The extract_all_maps_around_unique method is designed to find the unique part of the density. Normally it is used in cases where your map_manager contains an ncs_object that specifies the symmetry in the map. Each of these methods produces a new map_and_model manager (box_mmm). There is a corresponding method for each of these that modifies the map_and_model manager itself, instead of making a new one. For example, let’s make a deep_copy of our map_model manager and then modify it to be smaller:

mmm_copy=mmm.deep_copy()                             # work with a copy of mmm
mmm_copy.box_all_maps_with_bounds_and_shift_origin(  #  Use specified bounds to cut out box
   lower_bounds=(1,1,1), upper_bounds=(9,6,3))       #  Lower and upper bounds of box

Now the map_model manager mmm_copy is just like box_mmm , the extracted box we got above. You might use this box_all_maps_with_bounds_and_shift_origin method instead of the extract_all_maps_with_bounds method if you don’t want to keep the original map and model and just want the boxed version.

Masking maps and models

The map_model_manager has tools for creating masks and masking existing maps. A mask is just a map that has values from zero to one, representing how the map value at a particular grid point is to be weighted. You can mask around the atoms in a model, or around density, around the edges of a mask. You can make a mask into a “soft” mask that smoothly changes from zero to one.

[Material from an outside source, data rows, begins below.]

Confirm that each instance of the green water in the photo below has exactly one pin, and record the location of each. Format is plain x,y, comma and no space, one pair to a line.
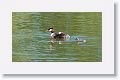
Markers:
31,41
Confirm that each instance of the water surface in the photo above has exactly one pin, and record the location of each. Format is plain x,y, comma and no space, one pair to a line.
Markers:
31,41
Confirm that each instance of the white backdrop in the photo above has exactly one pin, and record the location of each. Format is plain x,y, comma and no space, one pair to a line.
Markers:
76,77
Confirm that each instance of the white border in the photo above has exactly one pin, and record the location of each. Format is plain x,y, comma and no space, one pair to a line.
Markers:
104,67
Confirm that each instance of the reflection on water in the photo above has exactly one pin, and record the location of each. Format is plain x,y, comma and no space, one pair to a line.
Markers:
31,41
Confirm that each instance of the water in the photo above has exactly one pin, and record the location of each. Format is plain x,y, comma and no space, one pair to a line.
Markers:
31,41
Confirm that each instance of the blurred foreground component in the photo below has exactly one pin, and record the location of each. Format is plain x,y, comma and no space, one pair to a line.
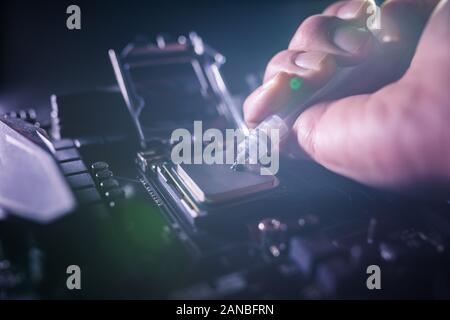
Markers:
31,184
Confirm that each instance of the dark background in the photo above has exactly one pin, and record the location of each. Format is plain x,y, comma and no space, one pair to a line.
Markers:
40,56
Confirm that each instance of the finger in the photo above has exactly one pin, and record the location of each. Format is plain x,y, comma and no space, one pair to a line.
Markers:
314,67
403,20
347,41
367,139
350,9
267,99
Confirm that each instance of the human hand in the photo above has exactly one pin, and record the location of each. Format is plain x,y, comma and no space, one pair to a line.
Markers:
397,134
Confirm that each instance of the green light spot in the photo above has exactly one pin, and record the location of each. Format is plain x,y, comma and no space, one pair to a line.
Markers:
296,83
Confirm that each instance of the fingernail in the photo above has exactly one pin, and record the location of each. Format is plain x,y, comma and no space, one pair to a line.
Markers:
351,10
351,39
310,60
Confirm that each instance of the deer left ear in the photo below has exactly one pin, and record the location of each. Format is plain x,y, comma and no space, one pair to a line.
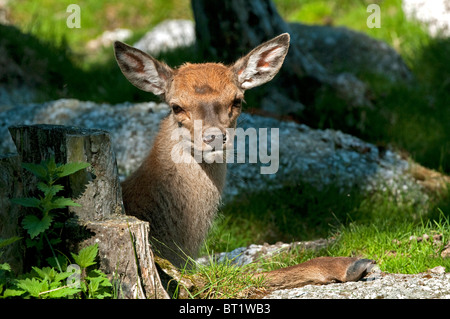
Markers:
262,63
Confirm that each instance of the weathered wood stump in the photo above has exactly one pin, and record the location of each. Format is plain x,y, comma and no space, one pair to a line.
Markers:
124,248
11,187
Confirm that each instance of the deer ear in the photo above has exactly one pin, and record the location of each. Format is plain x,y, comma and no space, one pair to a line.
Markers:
142,70
262,63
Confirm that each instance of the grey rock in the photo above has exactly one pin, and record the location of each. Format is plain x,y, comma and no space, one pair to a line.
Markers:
317,157
342,50
383,286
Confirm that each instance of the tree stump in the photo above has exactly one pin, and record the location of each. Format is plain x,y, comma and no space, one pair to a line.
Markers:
124,248
11,187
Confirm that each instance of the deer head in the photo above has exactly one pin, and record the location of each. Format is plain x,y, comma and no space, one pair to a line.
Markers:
209,93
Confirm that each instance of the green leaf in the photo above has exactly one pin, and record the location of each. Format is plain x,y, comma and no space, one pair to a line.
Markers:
12,293
27,202
5,267
37,169
35,226
32,286
46,273
86,256
70,168
49,190
63,292
8,241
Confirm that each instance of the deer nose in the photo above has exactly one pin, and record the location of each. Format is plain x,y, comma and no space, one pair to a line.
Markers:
208,139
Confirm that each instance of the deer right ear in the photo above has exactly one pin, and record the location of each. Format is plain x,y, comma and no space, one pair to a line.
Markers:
262,63
142,70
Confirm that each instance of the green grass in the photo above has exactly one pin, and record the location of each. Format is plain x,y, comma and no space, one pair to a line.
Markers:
372,226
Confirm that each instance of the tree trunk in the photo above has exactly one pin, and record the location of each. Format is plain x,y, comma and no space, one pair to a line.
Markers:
226,30
11,187
124,249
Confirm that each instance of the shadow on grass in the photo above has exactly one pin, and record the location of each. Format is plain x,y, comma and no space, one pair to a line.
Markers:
300,213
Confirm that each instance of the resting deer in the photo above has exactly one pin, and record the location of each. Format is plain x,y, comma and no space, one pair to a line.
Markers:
180,200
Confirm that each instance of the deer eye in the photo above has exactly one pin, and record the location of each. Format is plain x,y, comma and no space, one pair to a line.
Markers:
176,109
237,103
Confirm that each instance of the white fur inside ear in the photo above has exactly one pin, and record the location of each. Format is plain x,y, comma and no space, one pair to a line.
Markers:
142,70
262,65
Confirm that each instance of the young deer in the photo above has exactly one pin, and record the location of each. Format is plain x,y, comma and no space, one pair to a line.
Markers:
180,199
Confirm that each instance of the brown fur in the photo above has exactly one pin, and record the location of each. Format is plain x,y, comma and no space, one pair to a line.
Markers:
180,199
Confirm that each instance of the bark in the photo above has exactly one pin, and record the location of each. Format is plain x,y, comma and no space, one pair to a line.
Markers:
124,250
11,187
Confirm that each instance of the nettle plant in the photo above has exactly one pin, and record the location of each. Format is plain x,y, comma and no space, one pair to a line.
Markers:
62,279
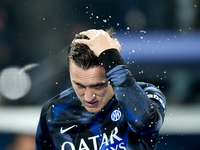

Let’s mask around the atoms in a map. We let’s start with the mmm map_model_manager that we have already set up. Then let’s cut out part of the model and extract a box around it:

box_mmm = mmm.extract_all_maps_around_model(          # extract a box around model
    selection_string="resseq 219:223")                # select residues 219-223 of model

Now we have a little map_model_manager that contains residues 219-223 from the model, but it contains density from all parts of the map that are inside the box. Let’s save a copy of our current map_model_manager so we can compare it later

box_mmm_dc = box_mmm.deep_copy()     # save a copy of map_manager

Let’s mask the density in box_mmm to include only density near atoms in residues 219-223:

box_mmm.create_mask_around_atoms()   #  create binary mask around atoms in box_mmm model

Note that this just creates a mask, it doesn’t do anything with it. We can apply this mask to all the maps (just one) in box_mmm:

box_mmm.apply_mask_to_maps()   #  apply existing mask to all maps in box_mmm

Now the map in box_mmm has been masked. Let’s write it out and compare with the starting map:

dm.write_real_map_file(box_mmm_dc.map_manager(),filename="starting_map.mrc") # original
dm.write_real_map_file(box_mmm.map_manager()   ,filename="masked_map.mrc") # masked

We can also make a mask that is a soft mask. Let’s mask the density in box_mmm to include only density near atoms in residues 219-223, smoothly going from values of 1 to 0 in the mask. Let’s first make a copy of box_mmm and work with it:

box_mmm_soft_mask=box_mmm_dc.deep_copy()                       # make a copy to work with
box_mmm_soft_mask.create_mask_around_atoms(soft_mask = True)   #  create soft mask

Now we apply this mask:

box_mmm_soft_mask.apply_mask_to_maps()   #  apply existing mask to all maps

Now the map in box_mmm_soft_mask has been masked with a soft mask. Let’s write it out and compare with the standard mask:

dm.write_real_map_file(box_mmm_soft_mask.map_manager(),     # write out masked map
       filename="soft_masked.mrc")                         # soft masked

The two masked maps are similar, but the standard version has a sharp transition from the region inside the mask where the density is present and outside where it is zero, and the soft-mask version has a gradual transition.